I watched the ocean for a while after I finally got to the bench.  I could see a fisherman on a far point, and a few more photographers.  The beauty of the place tempts even people such as myself who carry our phones on the offchance that we’ll frame a photo which will sustain us when we get back home to our dreary, landlocked lives.

When I had finished the book, I reversed my path and discovered that I could not force myself to retrace my steps all the way to the road.  I tried, and for my troubles, I landed on my bottom in the mass of ice plants.  I said, to no one, to the black birds, A fine mess you’ve gotten us into now, and the black birds rewarded me by taking flight to another spot in the path where they could search for grubs without being disturbed.  I regarded the sky above me, feeling a bit like someone’s old aunt in my hat with its jaunty flower and my red jacket buttoned clear up to my neck.

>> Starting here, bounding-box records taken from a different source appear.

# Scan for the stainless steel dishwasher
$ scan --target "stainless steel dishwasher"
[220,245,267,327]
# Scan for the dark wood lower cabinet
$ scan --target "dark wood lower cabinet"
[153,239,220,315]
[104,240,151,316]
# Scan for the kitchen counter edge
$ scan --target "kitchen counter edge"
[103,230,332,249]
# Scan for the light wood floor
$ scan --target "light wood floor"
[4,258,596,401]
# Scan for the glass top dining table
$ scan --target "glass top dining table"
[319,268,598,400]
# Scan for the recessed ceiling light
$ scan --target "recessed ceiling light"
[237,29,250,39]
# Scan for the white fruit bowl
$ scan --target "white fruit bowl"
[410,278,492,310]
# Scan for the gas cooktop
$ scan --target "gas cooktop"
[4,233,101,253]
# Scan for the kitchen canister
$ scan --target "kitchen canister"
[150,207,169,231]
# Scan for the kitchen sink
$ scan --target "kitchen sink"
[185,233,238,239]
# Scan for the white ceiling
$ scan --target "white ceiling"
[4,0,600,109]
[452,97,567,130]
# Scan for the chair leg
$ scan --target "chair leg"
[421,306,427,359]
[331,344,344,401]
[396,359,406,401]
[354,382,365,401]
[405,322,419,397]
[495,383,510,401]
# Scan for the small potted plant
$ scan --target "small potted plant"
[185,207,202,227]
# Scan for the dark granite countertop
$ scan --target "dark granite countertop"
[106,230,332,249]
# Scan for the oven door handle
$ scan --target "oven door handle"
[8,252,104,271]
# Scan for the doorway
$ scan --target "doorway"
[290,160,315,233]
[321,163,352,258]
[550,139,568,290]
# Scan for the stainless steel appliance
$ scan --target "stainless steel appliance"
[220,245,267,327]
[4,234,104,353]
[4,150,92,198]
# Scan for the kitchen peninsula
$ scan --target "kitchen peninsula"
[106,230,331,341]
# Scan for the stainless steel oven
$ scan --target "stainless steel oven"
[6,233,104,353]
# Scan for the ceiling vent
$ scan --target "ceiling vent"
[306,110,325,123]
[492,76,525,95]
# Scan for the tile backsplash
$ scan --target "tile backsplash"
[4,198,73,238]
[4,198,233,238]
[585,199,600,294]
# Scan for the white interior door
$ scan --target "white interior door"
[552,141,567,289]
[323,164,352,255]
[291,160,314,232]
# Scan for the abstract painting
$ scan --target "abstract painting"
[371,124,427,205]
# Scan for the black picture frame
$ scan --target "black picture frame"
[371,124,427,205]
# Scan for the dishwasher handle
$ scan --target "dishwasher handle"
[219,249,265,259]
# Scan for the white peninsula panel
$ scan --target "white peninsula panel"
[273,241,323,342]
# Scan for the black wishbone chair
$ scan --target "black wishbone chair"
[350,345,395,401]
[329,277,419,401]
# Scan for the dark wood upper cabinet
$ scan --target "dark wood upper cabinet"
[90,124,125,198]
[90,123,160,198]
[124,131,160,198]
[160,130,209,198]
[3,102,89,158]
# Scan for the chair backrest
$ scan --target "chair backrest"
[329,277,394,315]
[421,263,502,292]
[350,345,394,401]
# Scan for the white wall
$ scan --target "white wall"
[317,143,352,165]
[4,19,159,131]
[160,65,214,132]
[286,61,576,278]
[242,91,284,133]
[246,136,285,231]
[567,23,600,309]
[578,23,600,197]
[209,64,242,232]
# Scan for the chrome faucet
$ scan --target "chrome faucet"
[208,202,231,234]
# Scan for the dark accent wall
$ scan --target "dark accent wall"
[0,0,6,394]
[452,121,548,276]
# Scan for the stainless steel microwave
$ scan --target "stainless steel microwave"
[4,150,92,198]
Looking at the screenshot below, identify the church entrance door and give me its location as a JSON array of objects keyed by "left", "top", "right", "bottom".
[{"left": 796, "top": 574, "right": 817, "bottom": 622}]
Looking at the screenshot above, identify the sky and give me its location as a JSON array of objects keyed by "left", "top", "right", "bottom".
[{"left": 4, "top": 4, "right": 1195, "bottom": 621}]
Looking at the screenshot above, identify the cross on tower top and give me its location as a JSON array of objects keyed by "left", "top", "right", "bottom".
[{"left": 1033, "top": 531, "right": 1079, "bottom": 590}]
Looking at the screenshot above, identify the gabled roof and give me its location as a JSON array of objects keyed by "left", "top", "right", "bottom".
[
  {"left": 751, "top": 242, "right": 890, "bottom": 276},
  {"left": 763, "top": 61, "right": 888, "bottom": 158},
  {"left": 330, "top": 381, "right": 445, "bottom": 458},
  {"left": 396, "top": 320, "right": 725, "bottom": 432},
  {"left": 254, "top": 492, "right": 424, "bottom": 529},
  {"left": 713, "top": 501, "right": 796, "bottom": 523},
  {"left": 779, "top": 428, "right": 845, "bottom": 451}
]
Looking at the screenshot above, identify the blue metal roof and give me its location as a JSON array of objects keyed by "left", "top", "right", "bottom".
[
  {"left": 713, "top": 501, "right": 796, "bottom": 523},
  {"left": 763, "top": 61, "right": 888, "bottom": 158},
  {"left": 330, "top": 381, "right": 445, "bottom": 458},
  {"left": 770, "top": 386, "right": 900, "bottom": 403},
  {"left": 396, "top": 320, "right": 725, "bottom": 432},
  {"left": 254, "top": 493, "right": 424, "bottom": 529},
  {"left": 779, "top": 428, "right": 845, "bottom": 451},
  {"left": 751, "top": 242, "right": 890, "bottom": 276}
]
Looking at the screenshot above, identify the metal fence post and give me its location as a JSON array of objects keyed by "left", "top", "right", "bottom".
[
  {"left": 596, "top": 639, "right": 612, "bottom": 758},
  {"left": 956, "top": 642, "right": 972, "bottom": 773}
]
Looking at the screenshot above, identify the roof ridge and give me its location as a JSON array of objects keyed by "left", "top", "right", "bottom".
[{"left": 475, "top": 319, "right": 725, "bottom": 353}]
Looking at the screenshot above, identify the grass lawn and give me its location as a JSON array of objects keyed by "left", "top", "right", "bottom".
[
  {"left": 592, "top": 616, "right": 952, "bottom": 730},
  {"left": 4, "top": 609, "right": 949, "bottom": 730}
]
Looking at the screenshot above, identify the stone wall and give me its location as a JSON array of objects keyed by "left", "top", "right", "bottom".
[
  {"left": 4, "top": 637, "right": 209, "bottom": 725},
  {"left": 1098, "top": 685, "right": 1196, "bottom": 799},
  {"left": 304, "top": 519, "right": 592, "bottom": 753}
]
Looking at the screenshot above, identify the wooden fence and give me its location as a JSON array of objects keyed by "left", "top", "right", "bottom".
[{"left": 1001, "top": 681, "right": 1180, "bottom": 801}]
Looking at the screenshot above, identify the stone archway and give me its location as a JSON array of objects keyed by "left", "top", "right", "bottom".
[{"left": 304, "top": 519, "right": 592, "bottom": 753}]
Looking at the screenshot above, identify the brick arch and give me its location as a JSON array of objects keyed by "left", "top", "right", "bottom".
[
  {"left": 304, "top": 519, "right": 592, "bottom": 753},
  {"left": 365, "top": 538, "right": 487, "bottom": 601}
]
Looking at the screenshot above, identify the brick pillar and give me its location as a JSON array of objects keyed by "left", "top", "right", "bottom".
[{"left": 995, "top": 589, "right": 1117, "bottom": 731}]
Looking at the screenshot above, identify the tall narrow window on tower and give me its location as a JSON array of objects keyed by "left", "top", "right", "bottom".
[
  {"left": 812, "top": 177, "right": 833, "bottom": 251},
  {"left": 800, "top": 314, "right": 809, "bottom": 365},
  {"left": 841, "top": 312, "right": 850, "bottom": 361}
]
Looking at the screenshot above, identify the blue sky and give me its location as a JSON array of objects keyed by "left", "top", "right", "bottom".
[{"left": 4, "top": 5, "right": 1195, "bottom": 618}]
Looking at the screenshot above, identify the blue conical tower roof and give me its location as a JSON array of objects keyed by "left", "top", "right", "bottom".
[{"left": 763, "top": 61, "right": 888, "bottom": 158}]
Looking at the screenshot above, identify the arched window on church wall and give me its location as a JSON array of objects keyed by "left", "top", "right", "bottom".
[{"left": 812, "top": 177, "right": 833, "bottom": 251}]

Eventually I pulled myself back to my feet but the book remained on the ground, with Mssr. Simenon’s portrait gazing at me expectantly.  Finally a man came along and steadied me as I scooted over the last little hump.  Where is your car, he said, and I felt oddly comforted by the cadence of his accent.  Another German, I thought.  I thanked him.  I gestured toward the buildings clustered at the base of the lighthouse.  Ah, you’re a guest here, he said.  I nodded.  Then he got into a red Corvette parked at the side of the road and took off with the rapidity of the young.  I walked on to the hostel, with its warm kitchen, the pleasant chattering of the children staying in the Seal house, and whatever I would find to occupy the rest of my day.